What does mdadm's "spare" number mean?

22,912

Solution 1

For the sake of clarity, I'll aggregate the information given by derobert and Alexandre Alves and some further testing of mine here:

mdadm's --spare-devices parameter does work as the man page states, i.e. it defines the number of "hot spare" drives in an array. A "hot spare", as in normal RAID terminology, does not have anything to do with the extra drives present in a RAID 5 or RAID 6 array -- it is an extra drive meant to take over as soon as a drive in the array has failed.

The number of spare drives is given at array creation time. Later, it can be checked using #mdadm --detail --scan.

However, during the brief period of the initialization of a mdadm-based RAID 5, there is an optimization, described in https://raid.wiki.kernel.org/index.php/Initial_Array_Creation, that makes an additional spare drive appear in the output of that command:

"For raid5 there is an optimisation: mdadm takes one of the disks and marks it as 'spare'; it then creates the array in degraded mode. The kernel marks the spare disk as 'rebuilding' and starts to read from the 'good' disks, calculate the parity and determines what should be on the spare disk and then just writes to it."

After array initialization has finished, the number of spares reported goes back to the number selected at creation time.

Solution 2

That output is correct. You created an RAID 5 with 5 disks ( only 4 of these will be "used" for space). And you added a extra spare drive.

So you actually have a RAID 5 that allow one disk failure + a extra spare drive.

If what you want is actually RAID 5 with 6 disks and have the space of 5 disks then you need to change your command to:

mdadm --create /dev/md0 --level=5 --raid-devices=6 \
/dev/sdb1 /dev/sdc1 /dev/sdd1 /dev/sde1 /dev/sdf1 /dev/sdg1

But in this case you can tolerate only one disk failure as per the specs of RAID 5.

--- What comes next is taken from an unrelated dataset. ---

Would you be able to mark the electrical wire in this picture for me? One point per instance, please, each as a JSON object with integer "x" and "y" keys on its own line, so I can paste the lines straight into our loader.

EDIT: Adding the link from the official raid page: You can see a raid 5 with 6 disks and it states spare=1: Initial Array Creation

UPDATE: I decided to create a raid 5 in my system and the spare value disappears once the array is in a clean state:

   Raid Devices : 4
  Total Devices : 4
              State : clean, degraded, recovering
     Active Devices : 3
    Working Devices : 4
     Failed Devices : 0
      Spare Devices : 1

Clean state:

   Raid Devices : 4
  Total Devices : 4
          State : clean
 Active Devices : 4
Working Devices : 4
 Failed Devices : 0
  Spare Devices : 0

So it is as the OP comment, during initial raid 5 creation it has the spare drive until the raid build/sync is completed.

Share:
22,912

Related videos on Youtube

jstarek
Author by

jstarek

Work Innovation Engineer in a public-sector software company Previously: Scientific data management in a large petascale scientific computing facility Hobby Restoring Germany's oldest radio telescope, the Stockert 25 meter dish Learning radio astronomy and high-frequency electronics Design, construction and operation of the observatory's Linux network and scientific workstations Dabbling in Astrophotography

Updated on September 18, 2022

Comments

  • jstarek
    jstarek over 1 year

    I created a mdadm-based RAID 5 from six hard drives using the following command:

    # mdadm --create /dev/md0 --level=5 --raid-devices=5 \
    /dev/sdb1 /dev/sdc1 /dev/sdd1 /dev/sde1 /dev/sdf1 \
    --spare-devices=1 /dev/sdg1
    

    I expected the array to have one hot spare, namely /dev/sdg1. However, checking mdadm --detail shows 2 spares:

    # mdadm --detail --scan 
    ARRAY /dev/md0 metadata=1.2 spares=2 name=...
    

    Also, the array size as shown by df is 2 TB, which would correspond to only four of my 500 GB drives being used.

    So what exactly is the semantics of --spare-devices? The man page states that it "Specif[ies] the number of spare (eXtra) devices in the initial array.", but that does not seem to be the case here.

    • user
      user almost 11 years
      RAID 5 uses one device's worth of parity. I don't know, which is why I'm making this a comment, but could that possibly have something to do with it? (mdadm --detail including the parity drive in the "spares" count.) You could check this by making a RAID 6 array with no hot spare; if my theory holds, it too will show spares=2.
    • 200_success
      200_success almost 11 years
      In standard RAID terminology, a spare is just an inactive mostly blank disk that can be automatically spring into action to help rebuild the array after another disk fails. A parity disk is not a spare disk. Also, the number of spare disks is not the number of disks that can fail before your data is at risk. (The number is not well defined. A four-disk RAID 10 could handle up to 2 disk failures, but it might also be dead with 2 disk failures.)
    • derobert
      derobert almost 11 years
      I'm guessing you're seeing two spares, because its still doing the initial array init—it is "rebuilding" on to one of the two spares. Once that is done (check progress by cat /proc/mdstat), I think you'll see the expected 1.
    • jstarek
      jstarek almost 11 years
      @derobert, you are right: After the initial rebuild was finished, I got ARRAY /dev/md0 metadata=1.2 spares=1 name=[...] from mdadm --detail --scan and an equivalent info from /proc/mdstat.
  • jstarek
    jstarek almost 11 years
    I think the key information from the wiki page you linked to is this: "For raid5 there is an optimisation: mdadm takes one of the disks and marks it as 'spare'; it then creates the array in degraded mode." -- this would fit nicely with the observation made by derobert in the comments above. Apart from that, I'm afraid you misunderstood my question: I did not want to have 5 drives worth of space. Mentioning the 2 TB was just an observation.